Abstract

Over the last 40 years, there have been a number of sovereign debt restructurings, most notably in the Latin American countries in the 1980s. Legally, sovereign debt restructuring has been highly problematic in terms of triggering drawn-out litigation, which can have serious adverse effects on the economy of the sovereign, let alone the citizens themselves. When it comes to resolving these crises there is no international legal mechanism or framework and, in terms of litigation, it is for national courts to adjudicate as all sovereign bonds indicate a national jurisdiction. Transnationally, there are various policy networks that play a role in shaping how sovereign debt restructurings should be done, especially in their promotion of codes of conduct and contractual clauses for sovereign bonds to make debt restructuring simpler.
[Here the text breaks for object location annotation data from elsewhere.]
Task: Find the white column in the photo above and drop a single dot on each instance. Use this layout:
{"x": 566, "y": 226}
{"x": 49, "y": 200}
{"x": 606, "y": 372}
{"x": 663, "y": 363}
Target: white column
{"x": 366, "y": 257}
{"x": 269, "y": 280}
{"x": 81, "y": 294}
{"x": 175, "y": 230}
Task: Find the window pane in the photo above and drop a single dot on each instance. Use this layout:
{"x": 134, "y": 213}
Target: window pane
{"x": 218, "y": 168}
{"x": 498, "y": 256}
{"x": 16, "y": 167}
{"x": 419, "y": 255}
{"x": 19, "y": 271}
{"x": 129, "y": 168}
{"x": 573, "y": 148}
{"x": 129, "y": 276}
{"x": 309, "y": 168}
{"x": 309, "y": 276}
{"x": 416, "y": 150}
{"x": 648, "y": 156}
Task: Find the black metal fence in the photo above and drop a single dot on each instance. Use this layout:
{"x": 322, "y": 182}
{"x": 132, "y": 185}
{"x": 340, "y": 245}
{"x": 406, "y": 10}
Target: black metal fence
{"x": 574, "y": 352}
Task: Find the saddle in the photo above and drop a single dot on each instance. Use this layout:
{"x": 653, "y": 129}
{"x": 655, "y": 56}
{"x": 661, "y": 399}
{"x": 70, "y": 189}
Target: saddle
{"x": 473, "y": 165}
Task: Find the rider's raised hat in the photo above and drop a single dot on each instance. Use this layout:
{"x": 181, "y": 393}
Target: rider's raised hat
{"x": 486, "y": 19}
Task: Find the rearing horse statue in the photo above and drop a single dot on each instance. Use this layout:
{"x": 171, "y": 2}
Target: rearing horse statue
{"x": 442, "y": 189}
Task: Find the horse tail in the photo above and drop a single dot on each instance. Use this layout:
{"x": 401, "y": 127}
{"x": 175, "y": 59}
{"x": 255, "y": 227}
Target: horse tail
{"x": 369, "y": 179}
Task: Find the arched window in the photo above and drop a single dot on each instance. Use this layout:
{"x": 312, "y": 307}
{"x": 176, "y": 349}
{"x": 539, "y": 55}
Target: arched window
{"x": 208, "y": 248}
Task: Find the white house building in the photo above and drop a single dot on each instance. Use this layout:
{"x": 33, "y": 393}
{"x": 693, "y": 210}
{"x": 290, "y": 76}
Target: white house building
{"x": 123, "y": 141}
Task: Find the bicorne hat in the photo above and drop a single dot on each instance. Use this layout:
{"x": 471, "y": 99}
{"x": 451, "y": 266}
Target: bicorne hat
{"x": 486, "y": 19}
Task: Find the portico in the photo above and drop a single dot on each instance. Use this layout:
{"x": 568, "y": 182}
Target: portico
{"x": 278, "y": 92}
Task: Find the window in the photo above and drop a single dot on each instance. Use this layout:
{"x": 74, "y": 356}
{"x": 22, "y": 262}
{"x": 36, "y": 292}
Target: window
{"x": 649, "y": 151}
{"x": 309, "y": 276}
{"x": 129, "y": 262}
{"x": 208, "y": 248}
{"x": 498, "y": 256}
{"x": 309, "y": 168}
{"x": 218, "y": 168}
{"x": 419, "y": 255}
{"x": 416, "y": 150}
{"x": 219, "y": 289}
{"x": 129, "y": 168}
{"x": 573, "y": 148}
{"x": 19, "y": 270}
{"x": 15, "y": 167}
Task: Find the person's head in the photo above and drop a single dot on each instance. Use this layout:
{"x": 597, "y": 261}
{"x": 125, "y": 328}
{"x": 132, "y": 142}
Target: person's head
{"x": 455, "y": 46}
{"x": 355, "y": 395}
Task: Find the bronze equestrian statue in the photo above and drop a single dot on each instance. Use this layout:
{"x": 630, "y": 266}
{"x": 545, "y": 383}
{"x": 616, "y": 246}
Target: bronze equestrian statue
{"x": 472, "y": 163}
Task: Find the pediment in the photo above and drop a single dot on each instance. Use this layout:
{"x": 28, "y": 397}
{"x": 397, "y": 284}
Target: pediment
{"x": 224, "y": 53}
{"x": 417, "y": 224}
Thus, legal professionals have played a key role in constructing these clauses and promoting them. By using the 2012 Greek debt restructuring as a case study, I look at the role of social networks concerned with sovereign insolvency, in which EU and European actors are embedded, and to what degree policy cohesion is achieved as well as how professionals compete over controlling the issue of sovereign debt restructuring. The findings show that the high degree of contestation over sovereign debt restructuring inhibits policy cohesion, despite the EU being part of key networks on this issue, and further point to the central role of legal professionals in controlling the issue of how sovereign debt restructuring should unfold through their reflexive professional activities.